Baillargeon's explanations of infant abilities

    Cards (6)

    • Early research on knowledge of the physical world
      • Recall Piaget's ideas about the sensorimotor stage, Piaget believed babies less than 8 months have a primitive understanding of the nature of the physical world.
      • Some were critical as it is possible that younger babies do not pursue a hidden object because they don't have the motor skills.
      • Baillargeon in the 1980s pointed out that alternative research methods show that younger babies have a better-developed understanding of the physical world. Called the Violation of expectation.
    • Violation of Expectation research
      • Baillargeon (2004) explains VOE as follows, in a typical experiment, infants see two test events: an expected event, which is consistent with the expectation examined in the experiment, and an unexpected event, which violates this expectation.
      • VOE method is used to text object permanence, infants will typically see two or more conditions in which objects pass in and out of sight.
      • In a control condition the object behaves as a person with object permanence would expect.
    • Procedure and Findings
      • Procedure- Baillargeon and Graber (1987) showed 24 infants, 5-6 months, a tall and short rabbit pass behind a screen with a window. In the possible condition the tall rabbit can be seen passing the window but the short rabbit can't. In the impossible condition neither rabbit could be seen.
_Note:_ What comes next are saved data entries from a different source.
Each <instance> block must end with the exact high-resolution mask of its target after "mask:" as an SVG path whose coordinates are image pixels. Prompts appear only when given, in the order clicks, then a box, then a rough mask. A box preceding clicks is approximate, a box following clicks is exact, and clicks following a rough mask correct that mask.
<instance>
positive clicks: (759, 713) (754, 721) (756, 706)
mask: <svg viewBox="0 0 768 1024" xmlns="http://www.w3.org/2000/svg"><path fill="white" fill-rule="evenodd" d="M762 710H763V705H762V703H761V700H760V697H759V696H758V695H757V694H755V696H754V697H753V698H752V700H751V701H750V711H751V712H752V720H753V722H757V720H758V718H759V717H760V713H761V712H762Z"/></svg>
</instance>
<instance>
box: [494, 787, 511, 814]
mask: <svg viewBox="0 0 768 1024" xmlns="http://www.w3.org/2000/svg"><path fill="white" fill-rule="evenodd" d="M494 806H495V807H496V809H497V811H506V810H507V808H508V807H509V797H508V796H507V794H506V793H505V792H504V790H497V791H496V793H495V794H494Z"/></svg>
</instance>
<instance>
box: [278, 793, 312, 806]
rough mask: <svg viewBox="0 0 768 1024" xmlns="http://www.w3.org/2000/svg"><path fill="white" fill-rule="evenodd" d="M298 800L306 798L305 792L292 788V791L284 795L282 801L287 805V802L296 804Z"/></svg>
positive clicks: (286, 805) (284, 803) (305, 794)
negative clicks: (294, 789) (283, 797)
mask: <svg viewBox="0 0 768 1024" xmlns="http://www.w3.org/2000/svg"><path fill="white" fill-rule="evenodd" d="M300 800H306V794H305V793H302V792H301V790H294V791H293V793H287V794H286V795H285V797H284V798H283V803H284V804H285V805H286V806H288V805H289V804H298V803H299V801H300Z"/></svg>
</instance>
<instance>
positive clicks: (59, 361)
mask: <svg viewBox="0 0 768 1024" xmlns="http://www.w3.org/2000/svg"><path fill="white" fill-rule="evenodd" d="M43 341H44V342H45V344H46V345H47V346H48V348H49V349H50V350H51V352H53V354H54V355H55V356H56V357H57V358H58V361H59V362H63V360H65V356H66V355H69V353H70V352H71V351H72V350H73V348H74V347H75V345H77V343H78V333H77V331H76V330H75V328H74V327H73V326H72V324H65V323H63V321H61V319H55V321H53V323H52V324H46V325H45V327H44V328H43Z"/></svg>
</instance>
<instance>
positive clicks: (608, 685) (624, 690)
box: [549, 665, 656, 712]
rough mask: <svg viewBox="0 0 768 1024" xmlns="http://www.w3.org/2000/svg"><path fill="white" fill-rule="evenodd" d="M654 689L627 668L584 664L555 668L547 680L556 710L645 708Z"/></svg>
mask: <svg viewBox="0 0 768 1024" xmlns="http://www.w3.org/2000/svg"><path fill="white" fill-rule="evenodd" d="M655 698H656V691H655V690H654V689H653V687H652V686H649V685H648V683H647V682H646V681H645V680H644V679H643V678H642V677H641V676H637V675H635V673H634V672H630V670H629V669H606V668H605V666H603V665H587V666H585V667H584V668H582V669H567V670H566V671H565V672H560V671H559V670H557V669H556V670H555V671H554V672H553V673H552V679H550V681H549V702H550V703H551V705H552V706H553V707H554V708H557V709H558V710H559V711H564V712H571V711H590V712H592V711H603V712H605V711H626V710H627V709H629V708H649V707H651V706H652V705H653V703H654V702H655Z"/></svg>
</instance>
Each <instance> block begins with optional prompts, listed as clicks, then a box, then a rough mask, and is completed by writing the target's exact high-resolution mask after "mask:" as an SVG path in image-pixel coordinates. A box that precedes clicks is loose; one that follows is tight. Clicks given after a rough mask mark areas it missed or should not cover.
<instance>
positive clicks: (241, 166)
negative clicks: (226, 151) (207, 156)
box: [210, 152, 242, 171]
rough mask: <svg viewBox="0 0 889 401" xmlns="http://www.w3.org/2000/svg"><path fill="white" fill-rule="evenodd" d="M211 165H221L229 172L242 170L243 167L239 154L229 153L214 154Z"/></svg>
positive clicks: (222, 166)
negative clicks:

      • Findings- Infants looked for an average of 33.07 seconds at the impossible event as compared to 25.11 seconds in the possible condition. The researchers interpreted this as meaning that the infants were surprised at the impossible condition.
    • Other studies
      • Baillargeon and Graber's study is an example of an occlusion study, in which one object occludes another. VOE experiments have also been used to test infant understanding of containment and support.
      • Containment is the idea that when an object is seen to enter a container is should still be there when the container is opened.
      • Support is the idea that an object should fall when unsupported but not when it is on a horizontal surface.
      • In all these cases infants should have shown that they pay more attention to unexpected events and so appear to have good understanding of the physical world (Baillargeon 2008)
    • Baillargeon's theory of infant physical reasoning
      -Baillargeon (2012) propose that humans are born with a physical reasoning system. We are hard-wired with both a basic understanding of the physical world and the ability to learn more details easily.
      -Initially we have a primitive awareness of the physical properties of the world and this becomes more sophisticated as we learn from experience.
      -One aspect of the world of which we have a crude understanding from birth is object persistence. Roughly the same concept of Piaget's object permanence, the idea that an object remains in existence and doesn't spontaneously alter in structure.